Mon fils, quel mal tes bourreaux ont-ils trouvé en toi pour te condamner à une peine aussi cruelle et infâme ? Pourquoi tant de colère, tant de violence, tant de cruauté ? Telles étaient les pensées et interrogations que je sentais martelés dans mon cœur, lorsque je L’ai vu devant moi.

Véronique

Les seuls mots que je pouvais prononcer : « Mon fils, mon fils, mon fils ». Et je n’ai pas osé toucher ces blessures, ces plaies. Cela aurait été comme si j’avais voulu cacher l’Amour de Dieu pour les hommes ou profaner la douleur de l’homme fait par Dieu. Mais Dieu Lui-même m’a délivré de ce doute atroce : d’un geste émouvant et délicieusement maternel, une femme, élégamment vêtue, est sortie de la foule, s’est approchée de Lui, a posé délicatement sur son visage ensanglanté un linge immaculé, qui s’imbiba du sang de ce visage martyrisé.

Maintenant, sur ce linge, était reproduits non pas le visage de Jésus, mais « sa souffrance, son amour, sa bonté infinie ». Elle aurait voulu me le donner ; mais pensant peut-être que ce portrait prolongerait ma douleur, elle se retint et, se tournant vers la foule, l’a remis à Madeleine. Ce cri : « Mon fils… », que je parvins à prononcer, reçut pour toute réponse, de la part de Jésus, un regard d’une infinie douceur qui voulait dire : « Merci, Mère, d’être ici. Venue entourer mes disciples… ».

Au pied de la Croix

Après le rite cruel de la crucifixion, « ces clous, ce sang, mon Dieu, étaient autant de coups d’épée qui transperçaient mon cœur de mère », Marie s’approche de la croix de Jésus.

Étaient avec moi Marie, Marie Salomé, l’apôtre Jean et Marie-Madeleine. Et aussi Joseph d’Arimathie, le seul qui a pu assister de près à la crucifixion afin d’alléger un peu les souffrances de Jésus.
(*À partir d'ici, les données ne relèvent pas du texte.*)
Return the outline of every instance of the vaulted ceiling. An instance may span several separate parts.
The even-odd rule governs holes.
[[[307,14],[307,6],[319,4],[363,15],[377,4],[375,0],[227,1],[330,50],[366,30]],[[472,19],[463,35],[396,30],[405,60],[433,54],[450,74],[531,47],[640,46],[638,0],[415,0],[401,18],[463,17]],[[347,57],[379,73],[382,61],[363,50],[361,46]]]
C’est lui qui, pendant les coups sur les clous qui perçaient les mains et les pieds de Jésus, L’entendit murmurer : « Père, pardonne-leur, car ils ne savent pas ce qu’ils font ! ».

Ce sont ces paroles de Jésus, dit Marie, qui « ont arrêté tout mouvement d’indignation et quasi de vengeance que Joseph d’Arimathie avait du mal à étouffer dans son cœur. Et lorsqu’il est venu nous raconter tout ce dont il avait été témoin, il a montré une certaine déception en entendant Jésus invoquer le pardon ».

Ces mots ont également fait leur chemin dans le cœur de Marie et « m’ont empêché de verser des larmes, seule parmi toutes les personnes présentes à comprendre que, avec sa Passion et sa mort sur la Croix, Jésus nous avait obtenu du Père le pardon des péchés. Voici l’Agneau de Dieu qui enlève le péché du monde. Pouvais-je, moi, avec mes larmes, refuser la prière de Jésus quand toute ma vie avait été une seule prière avec Lui ? ».

Le pardon du cœur

Après avoir vu son Fils mourir sur la croix, Notre-Dame réfléchit :

Le pardon ! Mon Fils, combien il est difficile pour nous, créatures, de vraiment pardonner ! Jésus nous enseigne et nous a demandé de pardonner avec le cœur à nos ennemis. Non seulement avec l’intelligence, en cherchant des motivations humaines pour justifier dans un certain sens l’œuvre de ceux qui nous ont fait du mal ; pardonner non seulement avec la volonté, en luttant sincèrement pour éloigner de notre cœur les élans de vengeance, de ressentiment ou de révolte contre eux.

Et ni même pardonner seulement avec des sentiments, « ces mouvements instinctifs et même durables qui surgissent en nous pour juger, critiquer les frères qui nous ont mal traités. Pardonner avec le cœur signifie aimer ceux qui nous ont fait mal, les aimer en priant pour eux ».